The firms that respond thoughtfully - by increasing transparency, strengthening human oversight, and redesigning assessments for depth rather than polish - will potentially attract stronger talent and protect their employer brand.
For candidates, the message is equally clear: use AI to accelerate capability, not to replace it.
AI in Graduate Recruitment: FAQs
How is AI changing graduate recruitment in the UK?
AI is now present on both sides of the process - candidates are using it to prepare and apply, while firms are using it to screen and assess. This is transforming how capability is measured and raising new questions about fairness and meritocracy.
Are UK graduates facing a tougher jobs market as AI transforms recruitment?
Yes - while AI has raised the baseline quality of applications, it has also made the process more competitive.
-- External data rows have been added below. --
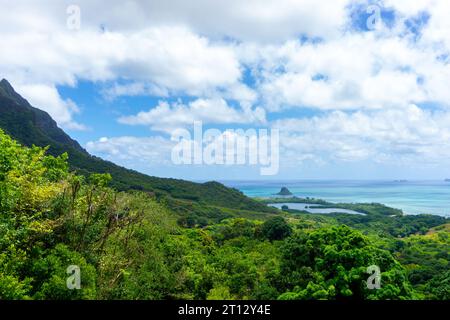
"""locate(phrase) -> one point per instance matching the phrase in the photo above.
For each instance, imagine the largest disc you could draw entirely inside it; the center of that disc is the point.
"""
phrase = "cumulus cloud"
(407, 135)
(46, 97)
(167, 117)
(126, 150)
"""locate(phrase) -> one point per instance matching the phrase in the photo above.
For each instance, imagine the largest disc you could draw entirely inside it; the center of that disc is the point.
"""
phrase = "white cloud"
(46, 97)
(167, 117)
(147, 151)
(404, 135)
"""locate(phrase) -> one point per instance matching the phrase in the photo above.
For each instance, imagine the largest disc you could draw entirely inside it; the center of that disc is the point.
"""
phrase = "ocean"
(413, 197)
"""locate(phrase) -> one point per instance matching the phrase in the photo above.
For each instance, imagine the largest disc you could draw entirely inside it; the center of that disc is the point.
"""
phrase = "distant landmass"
(284, 192)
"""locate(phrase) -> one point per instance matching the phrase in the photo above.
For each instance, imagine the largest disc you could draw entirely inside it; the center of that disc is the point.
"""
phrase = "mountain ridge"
(32, 126)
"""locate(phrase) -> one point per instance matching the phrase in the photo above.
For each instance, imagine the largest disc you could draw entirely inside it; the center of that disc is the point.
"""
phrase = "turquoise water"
(316, 209)
(413, 197)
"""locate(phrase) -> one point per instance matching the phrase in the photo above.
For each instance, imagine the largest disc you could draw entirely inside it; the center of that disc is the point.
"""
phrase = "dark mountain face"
(29, 125)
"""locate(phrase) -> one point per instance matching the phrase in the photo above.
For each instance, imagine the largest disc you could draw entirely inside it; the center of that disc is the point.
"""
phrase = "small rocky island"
(284, 192)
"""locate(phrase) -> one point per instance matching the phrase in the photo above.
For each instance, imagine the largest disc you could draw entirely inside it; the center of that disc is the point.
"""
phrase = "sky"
(356, 89)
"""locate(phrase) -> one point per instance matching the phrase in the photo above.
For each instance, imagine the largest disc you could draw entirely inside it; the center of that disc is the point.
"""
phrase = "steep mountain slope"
(29, 126)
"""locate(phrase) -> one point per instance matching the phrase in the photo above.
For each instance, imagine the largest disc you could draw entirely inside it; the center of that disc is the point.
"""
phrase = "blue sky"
(355, 88)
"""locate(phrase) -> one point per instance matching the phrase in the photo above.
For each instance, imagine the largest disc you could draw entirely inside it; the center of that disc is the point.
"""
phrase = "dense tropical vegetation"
(136, 244)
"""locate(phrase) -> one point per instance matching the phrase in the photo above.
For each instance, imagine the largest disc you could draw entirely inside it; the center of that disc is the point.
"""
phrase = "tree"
(276, 228)
(331, 263)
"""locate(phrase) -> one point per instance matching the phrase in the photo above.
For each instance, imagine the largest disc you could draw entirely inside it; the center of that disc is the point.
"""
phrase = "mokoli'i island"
(153, 154)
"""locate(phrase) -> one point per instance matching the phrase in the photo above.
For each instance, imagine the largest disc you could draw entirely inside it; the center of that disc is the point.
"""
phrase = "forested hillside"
(127, 245)
(31, 126)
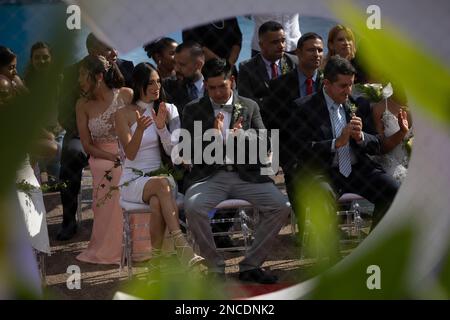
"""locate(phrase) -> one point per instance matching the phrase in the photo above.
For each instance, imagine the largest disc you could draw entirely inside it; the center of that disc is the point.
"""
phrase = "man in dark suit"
(332, 144)
(189, 60)
(98, 47)
(270, 63)
(300, 82)
(223, 113)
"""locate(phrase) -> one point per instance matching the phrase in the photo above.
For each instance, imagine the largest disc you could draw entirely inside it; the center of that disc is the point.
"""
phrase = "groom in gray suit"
(208, 184)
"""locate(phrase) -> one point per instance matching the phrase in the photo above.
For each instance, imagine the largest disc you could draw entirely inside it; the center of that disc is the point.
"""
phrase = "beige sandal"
(185, 253)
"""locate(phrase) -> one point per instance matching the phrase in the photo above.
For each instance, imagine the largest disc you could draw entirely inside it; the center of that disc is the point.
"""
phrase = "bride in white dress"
(393, 122)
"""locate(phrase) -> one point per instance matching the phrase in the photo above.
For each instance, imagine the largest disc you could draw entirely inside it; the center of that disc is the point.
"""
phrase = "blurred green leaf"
(389, 52)
(175, 283)
(391, 254)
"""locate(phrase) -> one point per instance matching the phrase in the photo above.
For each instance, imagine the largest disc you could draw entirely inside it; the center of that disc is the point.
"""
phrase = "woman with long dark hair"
(143, 127)
(162, 51)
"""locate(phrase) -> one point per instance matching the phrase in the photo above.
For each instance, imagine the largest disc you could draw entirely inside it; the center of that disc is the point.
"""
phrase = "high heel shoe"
(185, 253)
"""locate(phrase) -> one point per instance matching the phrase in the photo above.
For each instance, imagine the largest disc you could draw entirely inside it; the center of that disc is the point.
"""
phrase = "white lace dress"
(148, 157)
(395, 162)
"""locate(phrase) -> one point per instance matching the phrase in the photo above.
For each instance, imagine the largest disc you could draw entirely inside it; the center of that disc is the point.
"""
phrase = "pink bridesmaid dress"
(105, 245)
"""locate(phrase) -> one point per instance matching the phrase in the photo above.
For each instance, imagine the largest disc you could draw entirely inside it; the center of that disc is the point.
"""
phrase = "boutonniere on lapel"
(352, 108)
(374, 92)
(284, 66)
(237, 111)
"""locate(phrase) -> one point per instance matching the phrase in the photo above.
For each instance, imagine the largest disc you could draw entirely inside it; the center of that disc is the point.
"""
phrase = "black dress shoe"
(67, 233)
(224, 242)
(257, 275)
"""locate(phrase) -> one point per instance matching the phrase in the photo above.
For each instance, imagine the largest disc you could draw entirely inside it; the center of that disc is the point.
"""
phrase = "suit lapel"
(238, 113)
(324, 116)
(207, 113)
(261, 69)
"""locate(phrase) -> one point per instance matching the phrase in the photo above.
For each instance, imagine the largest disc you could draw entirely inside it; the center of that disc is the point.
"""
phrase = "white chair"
(131, 208)
(241, 218)
(352, 225)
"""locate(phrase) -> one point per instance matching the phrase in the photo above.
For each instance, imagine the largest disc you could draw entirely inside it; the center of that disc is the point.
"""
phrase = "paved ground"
(103, 281)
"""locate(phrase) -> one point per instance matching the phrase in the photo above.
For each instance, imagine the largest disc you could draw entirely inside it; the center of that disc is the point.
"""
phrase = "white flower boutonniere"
(374, 92)
(284, 67)
(237, 112)
(353, 108)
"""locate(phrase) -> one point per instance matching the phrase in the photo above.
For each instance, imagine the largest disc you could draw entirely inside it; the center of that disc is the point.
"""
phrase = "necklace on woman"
(217, 27)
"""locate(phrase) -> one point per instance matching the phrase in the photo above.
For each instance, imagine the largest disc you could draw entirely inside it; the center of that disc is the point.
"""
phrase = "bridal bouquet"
(374, 92)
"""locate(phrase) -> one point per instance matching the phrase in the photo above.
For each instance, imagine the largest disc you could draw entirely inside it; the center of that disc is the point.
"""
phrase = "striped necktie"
(344, 158)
With higher application volumes and increasingly polished candidates, it's becoming harder for graduates to stand out. Firms are having to rethink how they identify genuine talent beyond surface-level polish.
What is "answer convergence" and why does it matter?
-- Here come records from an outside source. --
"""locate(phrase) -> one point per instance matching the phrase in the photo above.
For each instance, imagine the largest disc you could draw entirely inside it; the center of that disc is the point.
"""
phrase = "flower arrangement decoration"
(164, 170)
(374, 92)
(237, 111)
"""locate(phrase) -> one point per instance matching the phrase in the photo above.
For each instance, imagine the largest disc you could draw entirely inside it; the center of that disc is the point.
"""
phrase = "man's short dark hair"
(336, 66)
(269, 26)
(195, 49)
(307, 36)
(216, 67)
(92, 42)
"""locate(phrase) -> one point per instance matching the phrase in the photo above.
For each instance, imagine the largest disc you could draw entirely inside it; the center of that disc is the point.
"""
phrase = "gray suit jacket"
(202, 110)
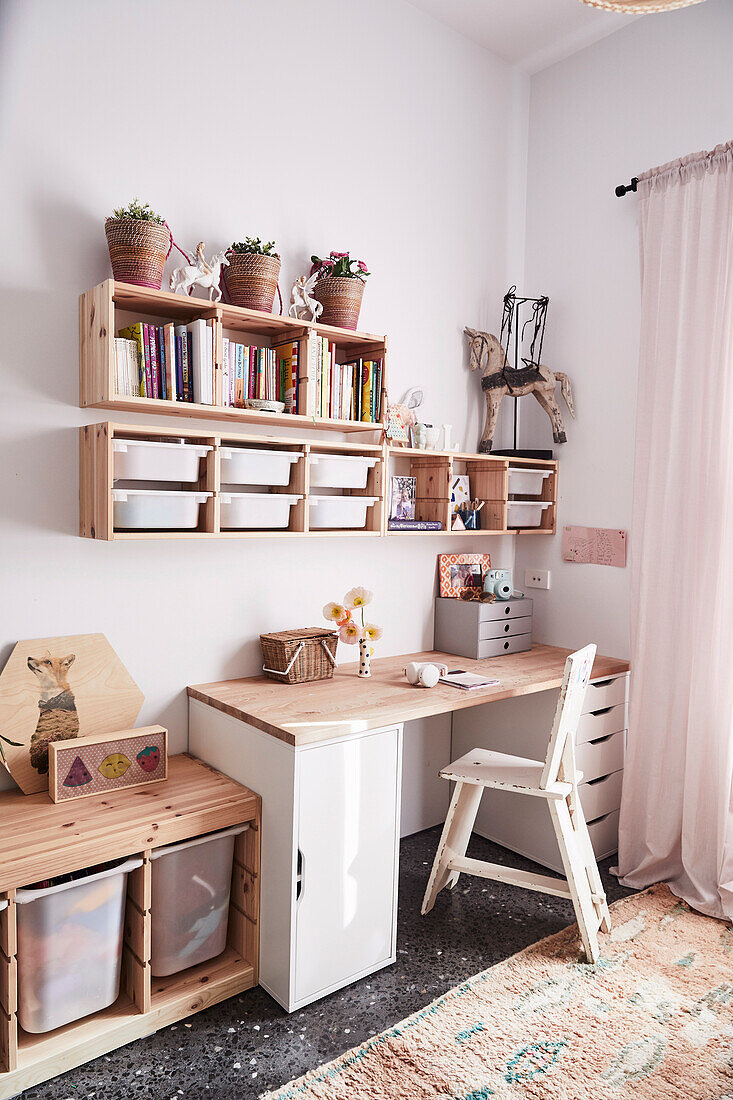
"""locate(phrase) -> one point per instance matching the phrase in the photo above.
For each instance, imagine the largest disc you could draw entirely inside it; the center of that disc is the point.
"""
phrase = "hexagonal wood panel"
(55, 689)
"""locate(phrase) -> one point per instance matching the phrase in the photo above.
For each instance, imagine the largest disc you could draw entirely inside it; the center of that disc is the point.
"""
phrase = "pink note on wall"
(594, 546)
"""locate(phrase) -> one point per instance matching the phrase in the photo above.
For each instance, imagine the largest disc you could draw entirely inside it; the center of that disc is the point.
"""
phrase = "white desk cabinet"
(330, 828)
(521, 726)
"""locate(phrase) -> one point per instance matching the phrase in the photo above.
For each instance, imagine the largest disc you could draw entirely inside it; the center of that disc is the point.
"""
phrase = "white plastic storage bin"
(527, 482)
(526, 513)
(69, 948)
(340, 510)
(154, 509)
(144, 460)
(340, 471)
(270, 510)
(189, 908)
(241, 466)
Answer convergence is when large numbers of candidates produce very similar responses due to using the same AI tools. It makes it harder for recruiters to differentiate between applicants based on traditional scoring methods.
How can firms assess genuine capability if AI improves everyone's answers?
The focus should shift to process observation - live problem-solving, adaptive case prompts, assumption sensitivity testing, and asking candidates to explain their reasoning in real time.
What are the ethics of AI in recruitment?
AI's dual role in both preparation and screening creates ethical tensions around fairness and bias. Firms should ensure transparency about how AI is used, implement regular bias auditing, and keep human judgment decisive - particularly at the final stages of hiring.
Will AI make recruitment more or less fair?
It depends on how firms design their processes. If automated filters are overweighted, the risk is selecting the most AI-optimised candidates rather than the most capable. Thoughtful design could, however, raise the quality of the entire talent pool.